Breast cancer awareness month
October is the international breast cancer awareness month. Breast cancer is the second most common type of cancer, and the most common cancer for women. WHO statistics show that in 2022 over 2 million women were diagnosed with breast cancer with over 670 thousand deaths globally. Breast cancer occurs in every country of the world in people of any age but with clearly increasing rates in later life.
The Hartwig Medical Database contains data from tumors of patients that have consented to their data to be re-used for cancer research. This includes more than 1.000 breast cancer patients for which whole Genome and Transcriptome Sequencing was performed and the data made freely available to cancer researchers globally. To showcase the differences of specific cancer types we have generated a graphical overview of their genomic landscapes that we call vignettes. This is the genomic landscape of metastatic breast cancers:
There is a lot of information here so let’s break it down and explore some of the key differences. One of the key molecular features of breast cancers is the involvement of the genes BRCA1 & BRCA2, often referred to as the ‘breast cancer genes’.
It was the scientist Dr. Mary-Claire King who discovered the BRCA1 gene. These genes play such an important role in repairing breaks in the DNA strand, that when these genes are mutated these errors can go unrepaired or are repaired incompletely. When this happens this leaves scars in the DNA that can be detected by sequencing the DNA of the tumor. These scars can be used to determine if a cancer can repair breaks in the DNA, if it cannot we call this a Homologous Recombination Deficient (HRD) cancer. The frequency of HRD is more than twice as high in breast cancers (14%) compared to all cancers (6%).

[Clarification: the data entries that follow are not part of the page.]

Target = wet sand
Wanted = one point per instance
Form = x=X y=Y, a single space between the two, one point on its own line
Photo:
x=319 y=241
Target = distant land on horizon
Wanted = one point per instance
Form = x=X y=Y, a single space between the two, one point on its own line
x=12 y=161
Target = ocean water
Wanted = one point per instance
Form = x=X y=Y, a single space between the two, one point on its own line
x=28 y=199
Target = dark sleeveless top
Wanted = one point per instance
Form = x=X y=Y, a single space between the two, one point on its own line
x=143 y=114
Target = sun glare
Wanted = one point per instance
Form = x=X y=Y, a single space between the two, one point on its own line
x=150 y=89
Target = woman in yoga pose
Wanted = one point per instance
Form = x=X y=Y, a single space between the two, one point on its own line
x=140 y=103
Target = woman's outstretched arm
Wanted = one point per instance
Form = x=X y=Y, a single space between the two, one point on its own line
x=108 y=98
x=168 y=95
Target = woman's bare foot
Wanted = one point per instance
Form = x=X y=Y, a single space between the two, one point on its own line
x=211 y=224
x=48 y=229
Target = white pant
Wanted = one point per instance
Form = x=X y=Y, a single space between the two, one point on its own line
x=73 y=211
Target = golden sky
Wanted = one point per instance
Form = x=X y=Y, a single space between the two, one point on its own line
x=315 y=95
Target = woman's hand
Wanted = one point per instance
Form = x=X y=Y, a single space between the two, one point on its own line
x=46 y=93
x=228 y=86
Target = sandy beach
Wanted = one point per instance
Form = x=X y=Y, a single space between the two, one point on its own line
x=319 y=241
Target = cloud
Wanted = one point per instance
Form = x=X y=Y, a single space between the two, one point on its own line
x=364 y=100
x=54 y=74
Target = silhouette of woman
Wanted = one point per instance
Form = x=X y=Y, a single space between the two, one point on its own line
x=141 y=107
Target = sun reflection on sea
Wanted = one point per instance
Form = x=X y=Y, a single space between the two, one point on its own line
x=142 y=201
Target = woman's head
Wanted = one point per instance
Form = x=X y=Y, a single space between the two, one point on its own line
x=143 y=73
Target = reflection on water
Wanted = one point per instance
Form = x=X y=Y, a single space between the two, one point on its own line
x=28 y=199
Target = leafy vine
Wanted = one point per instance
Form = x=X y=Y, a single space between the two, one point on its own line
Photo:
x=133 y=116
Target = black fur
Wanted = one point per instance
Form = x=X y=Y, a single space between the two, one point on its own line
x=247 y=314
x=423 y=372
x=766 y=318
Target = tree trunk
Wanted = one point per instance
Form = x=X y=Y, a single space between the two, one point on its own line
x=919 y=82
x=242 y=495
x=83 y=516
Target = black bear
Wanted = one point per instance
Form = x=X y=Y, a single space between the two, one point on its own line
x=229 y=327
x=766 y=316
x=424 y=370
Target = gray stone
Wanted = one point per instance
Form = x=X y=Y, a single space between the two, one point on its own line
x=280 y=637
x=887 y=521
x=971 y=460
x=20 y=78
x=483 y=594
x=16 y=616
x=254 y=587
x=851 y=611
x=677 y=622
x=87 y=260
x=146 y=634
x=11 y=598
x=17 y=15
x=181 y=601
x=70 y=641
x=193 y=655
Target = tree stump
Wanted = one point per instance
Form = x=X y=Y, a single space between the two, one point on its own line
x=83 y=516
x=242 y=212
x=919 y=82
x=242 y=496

Knowing whether a tumor is HRD can be important for treatment decisions because some drugs can introduce breaks in the DNA. A cancer that cannot repair these breaks will respond more strongly to such a drug. In 13% of the patients in the database HRD status was classified as a finding that could be used in clinical decision making. Such findings can be linked to prescription guidelines, if they are useful in predicting response or are a biomarker for a particular treatment they are considered actionable. For the majority of the patients where HRD was identified in the tumor it was the top actionable event found.
Another feature of breast cancers is the large changes in the copies of a particular piece of DNA, so called Copy Number Changes. In breast cancers there are often large pieces of a chromosome missing or duplicated. For example, chromosome 13 (highlighted in red below), that contains the BRCA2 gene, is missing in approximately half of all cases. While in chromosomes like 1 and 8 we see regions with many more copies than normal.
We wish to thank the patients and their families that consented to the data from their tumors to be shared for research.